Modelling individual specific error-terms in three-level multilevel model

Currently, I am constructing a three-level model which looks like this: y_{ijt} = \beta_{0ij} + x_{ijt}'\beta_{fixed} + \epsilon_{ijt}. I constructed the model with the assumption that \varepsilon_{ijt} \sim N(0,\sigma^2), but now I want to model the variance \sigma^2 of the error-term \varepsilon_{ijt} to be i and j specific, so \sigma_{ij}^2. I do this by using the following model:

data {
  // Define variables in data
.
.
.
  int<lower=1> error_index[Ni];
  
  // Continuous outcome
  int y[Ni];
}

parameters {
  // Define parameters to estimate
  // Population intercept (a real number)
  real beta_0;
  // Fixed effects
  vector[p] beta;
  
  // Level-1 errors
  real<lower=0> sigma_e0[Npars];
  
  // Level-2 random effect
  real u_0jk[Npars];
  real<lower=0> sigma_u0jk;
  
  // Level-3 random effect
  real u_0k[Nk];
  real<lower=0> sigma_u0k;
}

transformed parameters  {
  // Varying intercepts
  real beta_0jk[Npars];
  real beta_0k[Nk];
  
  // Individual mean
  real mu[Ni];
  
  // Varying intercepts definition
  // Level-3 (10 level-3 random intercepts)
  for (k in 1:Nk) {
    beta_0k[k] = beta_0 + u_0k[k];
  }
  // Level-2 (100 level-2 random intercepts)
  for (j in 1:Npars) {
    beta_0jk[j] = beta_0k[countryLookup[j]] + u_0jk[j];
  }
  // Individual mean
  for (i in 1:Ni) {
    mu[i] = beta_0jk[countryMonthLookup[i]] + fixedEffectVars[i,]*beta;
  }
}

model {
  // Prior part of Bayesian inference
  // Random effects distribution
  u_0k  ~ normal(0, sigma_u0k);
  u_0jk ~ normal(0, sigma_u0jk);
  
  sigma_u0jk ~ student_t(3, 0, 10);
  sigma_u0k ~ student_t(3, 0, 10);

  sigma_e0 ~ student_t(3, 0, 141);
  
  
    // Likelihood part of Bayesian inference
  for (i in 1:Ni) {
    y[i] ~ normal(mu[i], sigma_e0[error_index[i]]);
  }
}

However, my model now takes hours more of computation time than when modelling only a constant variance \sigma^2 for the error-terms (replacing sigma_e0[error_index[i]] by just sigma_e0). Next to that, I get the message that all transitions after warm-up exceeded the maximum treedepth (10). Does anyone know how to solve these problems. Next to that I do not set priors on the covariance of the error-terms but that should not matter much, right?

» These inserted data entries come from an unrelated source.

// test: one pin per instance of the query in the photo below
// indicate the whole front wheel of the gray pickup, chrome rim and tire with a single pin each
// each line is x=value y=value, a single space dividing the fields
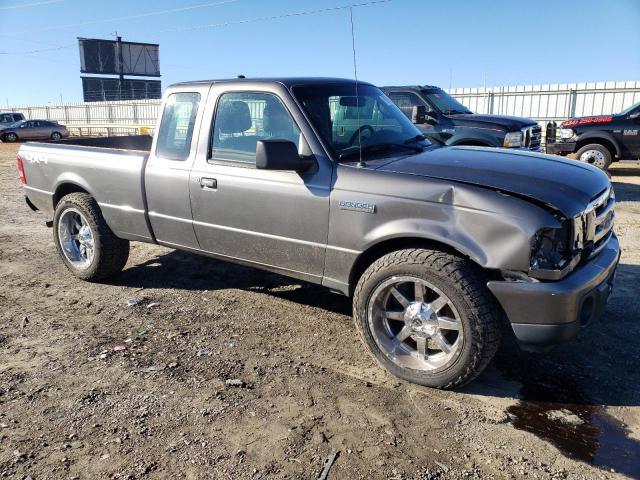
x=427 y=317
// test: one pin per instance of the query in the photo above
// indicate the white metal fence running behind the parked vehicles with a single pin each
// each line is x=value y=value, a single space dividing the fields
x=543 y=103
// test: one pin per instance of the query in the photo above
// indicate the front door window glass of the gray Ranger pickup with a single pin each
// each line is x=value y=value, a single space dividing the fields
x=243 y=118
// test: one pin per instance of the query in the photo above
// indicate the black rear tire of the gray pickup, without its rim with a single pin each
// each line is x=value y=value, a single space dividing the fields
x=110 y=252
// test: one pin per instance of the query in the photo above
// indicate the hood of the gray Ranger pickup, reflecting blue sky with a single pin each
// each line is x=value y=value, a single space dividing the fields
x=566 y=185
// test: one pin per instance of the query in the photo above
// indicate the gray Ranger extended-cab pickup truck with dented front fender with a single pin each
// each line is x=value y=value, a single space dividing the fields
x=438 y=246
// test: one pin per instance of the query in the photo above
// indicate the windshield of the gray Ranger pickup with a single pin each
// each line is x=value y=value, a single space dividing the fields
x=369 y=123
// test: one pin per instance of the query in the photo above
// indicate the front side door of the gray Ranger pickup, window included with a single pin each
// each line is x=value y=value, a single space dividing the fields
x=273 y=219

Hi I am not sure I understand your model very well. There are some things that are weird however (although likely not related to your actual problem):

  • student_t(3, 0, 10); student_t(3, 0, 141); - those are very wide priors, are you sure you need them this wide?
  • you have no priors for beta and beta_0, consider adding some

Other than that I have only general advice I wrote on my blog (aimed at divergences, but should be useful here as well), especially try working with data simulated exactly as the model assumes: https://www.martinmodrak.cz/2018/02/19/taming-divergences-in-stan-models/

Do you have suggestions for other priors than the student t distribution, as a follow a paper from Andrew Gelman for the variance priors in hierarchical models?

You can check out https://github.com/stan-dev/stan/wiki/Prior-Choice-Recommendations in any case, student_t(3,0,1) or even normal(0,1) might be good (if you have the time, running prior predictive checks to determine priors is the current best practice: https://arxiv.org/abs/1709.01449)

@martinmodrak thanks for your reply.

What are the other things you don’t understand about my model. It could also be the case that because of the wide priors the sampling is difficult when using individual specific error-terms right?